Chinese rocket takes off from the Gobi desert in Jiuquan
China is aiming to launch its next manned space mission as early as June 2013, state media reported Saturday, as the country steps up its ambitious exploration programme.
The Shenzhou-10, with three crew members, is aiming for a primary
launch window in June, Niu Hongguang, deputy commander-in-chief of the manned space programme, told China National Radio in an interview Friday.
Niu, speaking on the sidelines of China's 18th Communist Party Congress that kicked off Thursday in Beijing, said officials had identified a back-up launch window for July or August.
He said one of the three astronauts would likely be a woman.
China sent its first female astronaut, Liu Yang, into space earlier this year on the Shenzhou-9 in the country's first manual space docking mission.
The docking procedure was a major milestone in the country's ambitious space programme that has a goal of building a space station by the end of the decade.
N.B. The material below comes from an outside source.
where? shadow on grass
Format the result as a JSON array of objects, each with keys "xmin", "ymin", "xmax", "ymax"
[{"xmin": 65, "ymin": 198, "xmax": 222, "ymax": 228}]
In its last white paper on space, China said it was working towards landing a man on the moon, but did not specify a time-frame.
So far only the United States has achieved that feat, most recently in 1972.
Beijing has said it will also attempt to land an exploratory craft on the moon for the first time in the second half of 2013 and transmit back a survey of the lunar surface.
China sees its space programme as a symbol of its rising global stature, growing technical expertise, and the Communist Party's success in turning around the fortunes of the once poverty-stricken nation.
The country sent its first man into space in 2003. It completed a space walk in 2008 and an unmanned docking between a module and rocket last year.